I will email you about the info on installing the server with gosmore with optimalisations.
I searched the logs for the last few days (including the day which saw 350.000 requests) for your IP address, but there is no match. You’re welcome to use the API service, just remember to add an email address or app name to the request so that I can contact you when excessive use is detected, see the API documentation in the OSM wiki. Ofcourse you may setup your own server and I offer to assist where possible.
Ok, I understand. Apache/PHP isn’t optimal but, considering that I’m not a trained linux server admin, I’m glad to have Apache/PHP running well. The API frontend server has 2GB ram and 2 cores which are doing nothing mostly (relaying requests to the API backend server(s)). The API backend servers are 16GB ram 4-8 core machines and Gosmore is by far the most memory/cpu hungry application on those servers. So my primary question remains: how much does a more complex chain really help?
Regarding Gosmore, it indeed requires some extra time to startup on each request compared to an already running service, but there is a special feature where an external tool keeps the routing database locked and shared in RAM (I don’t think it’s in SVN already). The gosmore instances immediately have the entire routing database available. So I think that the startup overhead per route request is quite low already.
The remark about a robots.txt is interesting I do see some crawler activity, although not significant. But a robots.txt is simple to add
I must apologize to ict4schools because my assertion was incorrect. Yesterday I implemented a very simple cache using tempfs on the frontend webserver and the logs show that 30-40% of the requests are cache-hits. Apparently some applications and/or users produce multiple identical requests within a relatively short time? I don’t know how it’s possible that there are so many non-unique route requests, but anyway, I’m very happy with the results.
The first version of the cache held about 1000 requests, but the final (current) version simply discards requests that haven’t been used for more then 1 hour. The effects are clearly visible on the route backend server. Cache size usage for 1 hour (about 4000 routes) is less then 50 MB currently and varies slightly during the day.
I guess it’s because of the implementation of the applications requesting the routes. I guess the route won’t be cached in the application and will be requested again if the information is needed again.
Can you give me close easy examples how to use yournavigation API easiest way on my site or another recommendations?
I admired by yournavigation website service!
Hello Konstantin, your browser will block cross site scripting calls because of possible security issues.

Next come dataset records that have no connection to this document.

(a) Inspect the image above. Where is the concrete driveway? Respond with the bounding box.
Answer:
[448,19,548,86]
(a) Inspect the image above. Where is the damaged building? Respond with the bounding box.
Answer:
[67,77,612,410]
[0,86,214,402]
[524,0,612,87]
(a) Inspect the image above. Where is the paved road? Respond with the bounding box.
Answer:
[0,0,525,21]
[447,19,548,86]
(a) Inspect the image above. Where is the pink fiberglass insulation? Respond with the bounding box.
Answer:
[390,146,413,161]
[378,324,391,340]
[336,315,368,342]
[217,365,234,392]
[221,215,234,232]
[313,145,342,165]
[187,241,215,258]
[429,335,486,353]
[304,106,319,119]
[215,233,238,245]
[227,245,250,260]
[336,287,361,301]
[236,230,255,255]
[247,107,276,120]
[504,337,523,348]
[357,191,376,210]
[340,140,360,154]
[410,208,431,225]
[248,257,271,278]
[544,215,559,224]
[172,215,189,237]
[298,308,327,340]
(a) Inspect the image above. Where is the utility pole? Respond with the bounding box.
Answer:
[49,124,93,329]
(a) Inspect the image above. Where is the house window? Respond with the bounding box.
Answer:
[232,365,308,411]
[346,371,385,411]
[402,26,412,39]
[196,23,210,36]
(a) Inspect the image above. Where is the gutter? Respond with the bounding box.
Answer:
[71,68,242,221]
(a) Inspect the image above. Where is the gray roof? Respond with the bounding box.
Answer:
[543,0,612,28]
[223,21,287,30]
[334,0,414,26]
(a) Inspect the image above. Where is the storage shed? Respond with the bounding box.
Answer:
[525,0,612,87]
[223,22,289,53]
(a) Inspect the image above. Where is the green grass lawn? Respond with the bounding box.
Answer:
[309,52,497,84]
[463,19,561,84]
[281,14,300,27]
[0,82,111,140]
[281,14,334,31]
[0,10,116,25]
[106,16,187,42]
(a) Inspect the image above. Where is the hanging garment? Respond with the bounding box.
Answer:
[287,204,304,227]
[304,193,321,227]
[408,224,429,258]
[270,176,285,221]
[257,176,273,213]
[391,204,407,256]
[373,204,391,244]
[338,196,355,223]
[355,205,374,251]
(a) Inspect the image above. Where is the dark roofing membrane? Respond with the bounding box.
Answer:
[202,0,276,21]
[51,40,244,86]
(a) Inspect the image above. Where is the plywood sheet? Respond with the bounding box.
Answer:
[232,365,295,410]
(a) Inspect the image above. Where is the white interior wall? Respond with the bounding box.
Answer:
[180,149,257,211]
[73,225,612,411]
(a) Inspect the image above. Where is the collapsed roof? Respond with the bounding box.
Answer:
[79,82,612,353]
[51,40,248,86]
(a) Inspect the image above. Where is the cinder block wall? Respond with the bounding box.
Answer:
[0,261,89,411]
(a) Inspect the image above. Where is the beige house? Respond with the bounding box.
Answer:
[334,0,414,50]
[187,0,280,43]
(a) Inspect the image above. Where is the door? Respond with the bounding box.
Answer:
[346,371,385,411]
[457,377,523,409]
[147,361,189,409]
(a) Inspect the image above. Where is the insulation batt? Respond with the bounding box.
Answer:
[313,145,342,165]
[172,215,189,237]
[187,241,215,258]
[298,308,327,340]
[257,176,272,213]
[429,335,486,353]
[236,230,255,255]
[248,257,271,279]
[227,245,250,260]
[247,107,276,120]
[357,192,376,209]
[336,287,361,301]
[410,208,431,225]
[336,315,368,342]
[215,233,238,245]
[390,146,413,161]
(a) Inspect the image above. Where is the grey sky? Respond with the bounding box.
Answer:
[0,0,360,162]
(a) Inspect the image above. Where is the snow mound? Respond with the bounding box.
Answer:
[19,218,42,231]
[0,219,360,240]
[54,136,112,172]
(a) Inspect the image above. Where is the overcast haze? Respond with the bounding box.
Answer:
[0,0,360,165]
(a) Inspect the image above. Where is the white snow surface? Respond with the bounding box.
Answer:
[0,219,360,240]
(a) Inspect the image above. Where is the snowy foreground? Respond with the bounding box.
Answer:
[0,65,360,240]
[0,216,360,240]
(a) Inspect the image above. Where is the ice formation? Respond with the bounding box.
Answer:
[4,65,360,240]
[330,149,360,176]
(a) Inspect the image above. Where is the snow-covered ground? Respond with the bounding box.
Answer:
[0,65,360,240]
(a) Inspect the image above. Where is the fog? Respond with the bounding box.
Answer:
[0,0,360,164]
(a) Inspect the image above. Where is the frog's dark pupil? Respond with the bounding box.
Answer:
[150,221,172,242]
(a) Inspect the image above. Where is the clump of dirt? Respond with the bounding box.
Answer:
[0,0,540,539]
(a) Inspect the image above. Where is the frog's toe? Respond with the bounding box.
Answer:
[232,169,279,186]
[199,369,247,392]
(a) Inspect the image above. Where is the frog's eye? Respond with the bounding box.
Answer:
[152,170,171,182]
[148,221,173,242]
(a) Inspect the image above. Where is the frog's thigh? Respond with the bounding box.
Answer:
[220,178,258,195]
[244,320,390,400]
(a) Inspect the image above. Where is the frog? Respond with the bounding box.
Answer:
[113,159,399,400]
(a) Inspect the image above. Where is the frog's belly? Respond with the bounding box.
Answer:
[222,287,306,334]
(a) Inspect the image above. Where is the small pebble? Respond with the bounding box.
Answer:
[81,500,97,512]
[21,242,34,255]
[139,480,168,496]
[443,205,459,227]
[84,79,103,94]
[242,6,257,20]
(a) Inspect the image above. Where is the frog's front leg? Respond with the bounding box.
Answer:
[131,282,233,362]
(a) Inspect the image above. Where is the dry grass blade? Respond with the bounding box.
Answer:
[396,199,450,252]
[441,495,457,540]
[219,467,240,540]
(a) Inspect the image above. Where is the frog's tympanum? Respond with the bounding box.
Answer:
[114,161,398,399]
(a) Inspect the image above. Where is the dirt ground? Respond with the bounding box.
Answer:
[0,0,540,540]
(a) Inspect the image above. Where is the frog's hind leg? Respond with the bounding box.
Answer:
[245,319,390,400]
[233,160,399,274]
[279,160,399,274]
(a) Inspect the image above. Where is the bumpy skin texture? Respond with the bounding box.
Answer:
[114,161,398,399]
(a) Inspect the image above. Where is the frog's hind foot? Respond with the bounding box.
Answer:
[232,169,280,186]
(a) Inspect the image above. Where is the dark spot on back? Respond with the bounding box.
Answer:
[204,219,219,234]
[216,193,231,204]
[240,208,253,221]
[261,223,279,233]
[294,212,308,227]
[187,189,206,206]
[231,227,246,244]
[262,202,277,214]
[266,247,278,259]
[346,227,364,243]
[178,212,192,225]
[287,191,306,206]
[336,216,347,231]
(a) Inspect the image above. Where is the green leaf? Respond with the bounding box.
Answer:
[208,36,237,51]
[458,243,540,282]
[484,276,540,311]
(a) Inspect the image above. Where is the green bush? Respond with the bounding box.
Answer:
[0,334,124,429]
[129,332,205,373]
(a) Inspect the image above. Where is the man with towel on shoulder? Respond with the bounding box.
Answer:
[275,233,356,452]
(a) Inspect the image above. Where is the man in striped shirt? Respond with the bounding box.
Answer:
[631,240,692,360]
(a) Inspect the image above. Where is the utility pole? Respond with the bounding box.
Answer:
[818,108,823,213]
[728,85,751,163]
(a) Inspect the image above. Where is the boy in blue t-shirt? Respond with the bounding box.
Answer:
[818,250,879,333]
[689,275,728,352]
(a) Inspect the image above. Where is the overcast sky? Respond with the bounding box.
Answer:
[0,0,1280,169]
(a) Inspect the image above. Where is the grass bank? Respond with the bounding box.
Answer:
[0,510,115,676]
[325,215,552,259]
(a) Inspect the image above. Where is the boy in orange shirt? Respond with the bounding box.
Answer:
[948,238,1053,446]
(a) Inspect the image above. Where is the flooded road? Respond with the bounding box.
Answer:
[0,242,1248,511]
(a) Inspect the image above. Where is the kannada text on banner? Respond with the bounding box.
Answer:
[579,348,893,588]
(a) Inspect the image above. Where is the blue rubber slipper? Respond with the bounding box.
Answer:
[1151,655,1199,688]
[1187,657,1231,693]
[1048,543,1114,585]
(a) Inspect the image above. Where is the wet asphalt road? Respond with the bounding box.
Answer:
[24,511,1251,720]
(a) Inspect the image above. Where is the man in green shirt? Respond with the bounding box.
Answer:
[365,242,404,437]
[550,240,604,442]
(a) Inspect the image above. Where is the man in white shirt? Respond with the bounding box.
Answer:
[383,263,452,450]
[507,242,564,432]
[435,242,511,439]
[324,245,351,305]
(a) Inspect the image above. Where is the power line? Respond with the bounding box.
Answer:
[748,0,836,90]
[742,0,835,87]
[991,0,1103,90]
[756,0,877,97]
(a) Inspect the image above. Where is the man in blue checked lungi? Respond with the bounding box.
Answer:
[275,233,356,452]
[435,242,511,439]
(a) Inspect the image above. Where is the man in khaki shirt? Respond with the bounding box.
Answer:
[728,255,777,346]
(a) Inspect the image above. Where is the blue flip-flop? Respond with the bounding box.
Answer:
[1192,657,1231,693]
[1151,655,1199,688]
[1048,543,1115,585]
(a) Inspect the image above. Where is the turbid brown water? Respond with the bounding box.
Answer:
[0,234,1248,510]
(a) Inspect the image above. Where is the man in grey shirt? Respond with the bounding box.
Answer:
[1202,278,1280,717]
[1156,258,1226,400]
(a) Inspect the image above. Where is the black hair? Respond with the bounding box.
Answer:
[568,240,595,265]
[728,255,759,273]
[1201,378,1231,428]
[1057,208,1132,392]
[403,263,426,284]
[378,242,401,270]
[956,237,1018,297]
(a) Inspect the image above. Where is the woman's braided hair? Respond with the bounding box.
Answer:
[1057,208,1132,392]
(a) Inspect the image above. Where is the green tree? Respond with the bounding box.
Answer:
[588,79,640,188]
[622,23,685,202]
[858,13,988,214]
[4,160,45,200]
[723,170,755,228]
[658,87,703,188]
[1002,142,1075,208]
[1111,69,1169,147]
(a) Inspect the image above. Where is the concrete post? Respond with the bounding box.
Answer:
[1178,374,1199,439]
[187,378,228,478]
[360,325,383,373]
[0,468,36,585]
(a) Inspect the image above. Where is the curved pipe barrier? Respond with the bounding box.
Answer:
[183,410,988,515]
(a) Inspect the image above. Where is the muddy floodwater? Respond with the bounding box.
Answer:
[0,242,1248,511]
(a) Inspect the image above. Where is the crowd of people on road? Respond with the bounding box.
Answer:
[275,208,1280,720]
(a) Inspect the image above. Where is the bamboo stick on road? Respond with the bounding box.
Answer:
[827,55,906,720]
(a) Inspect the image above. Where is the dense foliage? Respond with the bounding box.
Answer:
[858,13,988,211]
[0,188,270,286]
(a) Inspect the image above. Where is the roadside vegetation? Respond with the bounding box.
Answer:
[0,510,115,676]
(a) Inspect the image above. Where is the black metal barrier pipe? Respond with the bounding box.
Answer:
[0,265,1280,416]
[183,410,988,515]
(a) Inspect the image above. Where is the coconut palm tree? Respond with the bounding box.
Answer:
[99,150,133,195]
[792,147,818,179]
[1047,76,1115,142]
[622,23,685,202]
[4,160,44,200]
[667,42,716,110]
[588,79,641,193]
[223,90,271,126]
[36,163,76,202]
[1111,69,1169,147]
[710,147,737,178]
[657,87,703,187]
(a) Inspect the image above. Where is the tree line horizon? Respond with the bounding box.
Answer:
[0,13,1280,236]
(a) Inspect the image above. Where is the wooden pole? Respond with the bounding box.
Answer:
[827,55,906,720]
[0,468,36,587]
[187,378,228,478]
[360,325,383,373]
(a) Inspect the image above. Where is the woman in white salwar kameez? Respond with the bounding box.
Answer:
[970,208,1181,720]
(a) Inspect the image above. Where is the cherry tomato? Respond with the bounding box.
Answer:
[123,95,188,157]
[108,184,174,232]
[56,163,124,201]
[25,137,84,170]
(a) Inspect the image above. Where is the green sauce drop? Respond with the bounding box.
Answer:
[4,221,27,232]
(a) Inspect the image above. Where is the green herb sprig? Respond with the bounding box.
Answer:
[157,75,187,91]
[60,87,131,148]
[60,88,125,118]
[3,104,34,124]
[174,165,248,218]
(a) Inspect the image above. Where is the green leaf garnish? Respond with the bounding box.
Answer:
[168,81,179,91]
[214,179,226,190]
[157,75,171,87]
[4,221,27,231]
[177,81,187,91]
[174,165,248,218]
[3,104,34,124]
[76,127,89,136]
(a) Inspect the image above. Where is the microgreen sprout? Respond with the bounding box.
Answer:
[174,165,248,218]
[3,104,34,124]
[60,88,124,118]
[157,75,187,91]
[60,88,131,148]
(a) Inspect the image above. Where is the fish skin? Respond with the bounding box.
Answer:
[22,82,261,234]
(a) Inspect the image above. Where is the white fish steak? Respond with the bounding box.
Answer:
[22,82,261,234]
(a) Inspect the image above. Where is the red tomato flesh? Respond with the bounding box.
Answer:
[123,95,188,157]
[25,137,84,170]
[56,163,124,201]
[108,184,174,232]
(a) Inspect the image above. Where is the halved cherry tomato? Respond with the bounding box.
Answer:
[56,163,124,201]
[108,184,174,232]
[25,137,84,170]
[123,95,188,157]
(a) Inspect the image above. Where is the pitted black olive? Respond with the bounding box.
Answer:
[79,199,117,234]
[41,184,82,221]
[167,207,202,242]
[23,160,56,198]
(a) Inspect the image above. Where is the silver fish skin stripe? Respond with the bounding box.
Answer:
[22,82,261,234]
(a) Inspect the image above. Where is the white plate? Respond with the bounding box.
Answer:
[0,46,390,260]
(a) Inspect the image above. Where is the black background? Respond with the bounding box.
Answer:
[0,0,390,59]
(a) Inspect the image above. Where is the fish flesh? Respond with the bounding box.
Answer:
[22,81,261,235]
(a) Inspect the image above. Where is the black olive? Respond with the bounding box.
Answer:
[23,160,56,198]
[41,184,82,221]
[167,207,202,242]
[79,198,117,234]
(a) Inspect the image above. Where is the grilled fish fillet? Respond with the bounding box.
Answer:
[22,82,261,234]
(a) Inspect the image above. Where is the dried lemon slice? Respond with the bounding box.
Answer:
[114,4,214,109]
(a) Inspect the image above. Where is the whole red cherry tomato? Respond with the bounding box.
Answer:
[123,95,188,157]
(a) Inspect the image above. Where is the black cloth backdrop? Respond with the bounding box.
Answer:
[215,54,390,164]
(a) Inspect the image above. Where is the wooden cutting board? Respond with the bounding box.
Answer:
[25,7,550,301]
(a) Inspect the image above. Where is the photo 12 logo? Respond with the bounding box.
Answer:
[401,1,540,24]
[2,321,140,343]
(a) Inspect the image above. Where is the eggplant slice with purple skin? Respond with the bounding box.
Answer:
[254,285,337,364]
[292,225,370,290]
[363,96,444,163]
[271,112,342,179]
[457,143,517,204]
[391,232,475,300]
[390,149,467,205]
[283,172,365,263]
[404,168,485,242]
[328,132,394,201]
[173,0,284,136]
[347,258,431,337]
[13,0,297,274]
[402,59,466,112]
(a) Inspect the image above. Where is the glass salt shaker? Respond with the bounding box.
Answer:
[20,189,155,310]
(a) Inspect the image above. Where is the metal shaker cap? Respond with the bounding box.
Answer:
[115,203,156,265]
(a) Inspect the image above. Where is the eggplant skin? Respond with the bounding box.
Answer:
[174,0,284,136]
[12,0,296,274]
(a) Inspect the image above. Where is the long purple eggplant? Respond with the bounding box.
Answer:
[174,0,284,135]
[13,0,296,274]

Therefore you’ll need to send the request to yournavigation.org via proxy script on your own server.
I’ve been rebuilding our Gosmore maps every month or so, but the latest updates didn’t work out. I’ve build the program from svn and downloaded a fresh planet. The rebuild doesn’t end in errors and delivers pak’s, but these are much smaller than normal:
11473176 Mar 10 07:09 america.pak
45057416 Mar 10 04:56 eurasia.pak
It may very well be an error in our setup, but before I go into low-level debugging: is anyone else having trouble rebuilding Gosmore .pak’s lately?
Well, updating Osmosis wasn’t enough. it seems that the option “idTrackerType=Bitset” in the update script is not working. Without it, Osmosis uses dynamic id-trackers and the resulting file sizes seem to explode. As a result the machine was in swapping madness this morning and I had to reboot it.
I will do another run over the weekend allowing for more runtime but if anyone found a solution I am very interested.
BTW: @Lambertus, how’s the YOURS website routing maps update? Can we learn from that?